Letter to Cory Doctorow on Big Media
An open letter replies to Doctorow’s recent essay “Big Entertainment Wants to Party Like It’s 1996″, agreeing with many points but disputing the optimism.
Cory Doctorow is the author of several works of fiction and various essays on copyright. He’s also the coeditor of Boing Boing, a famous blog. His latest essay “Big Entertainment Wants to Party Like It’s 1996” is an informative and well-written analysis that brings a very interesting point to light.
The media companies are their own worst sources of bad publicity. They act like gangsters, and the public believes they are gangsters.
The media companies are clearly on the losing side of the war against Internet users, and as Doctorow correctly states, they are clueless to the changes that have occurred since 1996. There is absolutely no way that the entertainment industry, even with its billions of dollars, will be able to overcome the social powers of the decentralized Internet community’s efforts. History has shown that even the most powerful of leaders cannot oppose a diverse opposition with no single weak point to exploit. The media companies will be defeated no matter what, eventually.

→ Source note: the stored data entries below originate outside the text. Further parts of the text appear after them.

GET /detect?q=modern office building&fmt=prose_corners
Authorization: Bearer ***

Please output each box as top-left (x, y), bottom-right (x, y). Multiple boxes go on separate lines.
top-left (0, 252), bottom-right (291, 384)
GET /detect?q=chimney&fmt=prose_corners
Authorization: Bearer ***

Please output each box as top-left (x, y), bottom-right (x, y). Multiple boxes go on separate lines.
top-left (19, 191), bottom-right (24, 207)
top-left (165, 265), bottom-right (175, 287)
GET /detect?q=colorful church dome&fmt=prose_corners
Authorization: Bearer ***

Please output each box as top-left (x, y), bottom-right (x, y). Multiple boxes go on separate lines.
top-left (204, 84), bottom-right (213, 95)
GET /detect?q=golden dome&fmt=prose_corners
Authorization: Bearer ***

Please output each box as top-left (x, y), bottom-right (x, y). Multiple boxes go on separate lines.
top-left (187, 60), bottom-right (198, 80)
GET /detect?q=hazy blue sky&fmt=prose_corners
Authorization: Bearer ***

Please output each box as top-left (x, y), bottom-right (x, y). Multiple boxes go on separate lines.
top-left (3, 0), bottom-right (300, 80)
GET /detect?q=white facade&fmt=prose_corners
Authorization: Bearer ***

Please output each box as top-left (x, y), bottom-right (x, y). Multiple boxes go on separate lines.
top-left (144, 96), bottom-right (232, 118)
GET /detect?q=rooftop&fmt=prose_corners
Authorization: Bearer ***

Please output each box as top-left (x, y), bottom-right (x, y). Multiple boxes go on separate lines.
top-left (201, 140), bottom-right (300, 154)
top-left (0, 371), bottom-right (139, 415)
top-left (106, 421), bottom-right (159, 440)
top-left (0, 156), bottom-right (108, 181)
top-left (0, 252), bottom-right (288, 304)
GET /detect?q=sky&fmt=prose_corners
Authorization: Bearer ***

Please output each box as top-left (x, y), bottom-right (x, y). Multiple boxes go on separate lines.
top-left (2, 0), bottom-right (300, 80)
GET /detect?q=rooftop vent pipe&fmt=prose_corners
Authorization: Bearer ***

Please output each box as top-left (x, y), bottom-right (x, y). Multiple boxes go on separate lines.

But they won’t go away any time soon either. Whether we like it or not, the media companies will continue to garner high profits with which they will use to their advantage. During the Great Depression, when the rest of the economy was in shambles, the entertainment industry continued to prosper. This long-lasting struggle between Internet users and the entertainment corporations will probably drag on for a long time, leaving significant collateral damage amidst the crossfire.
While it’s not the 1990’s, the laws from the 1990’s – “almost entirely designed by the entertainment industry” – continue to haunt us today. The No Electronic Theft (NET) Act of 1997 made noncommercial copyright infringement a crime (rather than an cause for a civil suit) by changing the definition of “commercial advantage or private financial gain.” “Perpetual copyright on the installment plan,” a slogan by critics of copyright extension, is most recently applicable to the Sonny Bono Copyright Term Extension Act (CTEA) of 1998. This law has eliminated a potential public domain for future creative works by retroactively extending copyright, earning itself a nickname as the Mickey Mouse Protection Act, in reference to its effect on the earliest Mickey Mouse cartoons. Ironically, these same cartoons would have constituted copyright infringement had our current copyright law applied to works that the Mickey Mouse cartoons were based off, such as the 19th century fairy tales by the Brothers Grimm. The Digitial Millennium Copyright Act (DMCA), passed in the same year, has continued to harm free speech and market competition. This law makes any non-official implementation of a DVD player in the United States illegal, including free software implementations, and provides a loophole by which media companies can expand the powers of copyright to prevent competing technologies. It also has been widely used to silence political speech, including against critics of the Church of Scientology and against official campaign videos by the McCain-Palin presidential campaign. We can’t ignore the cumulative effects of these laws to date.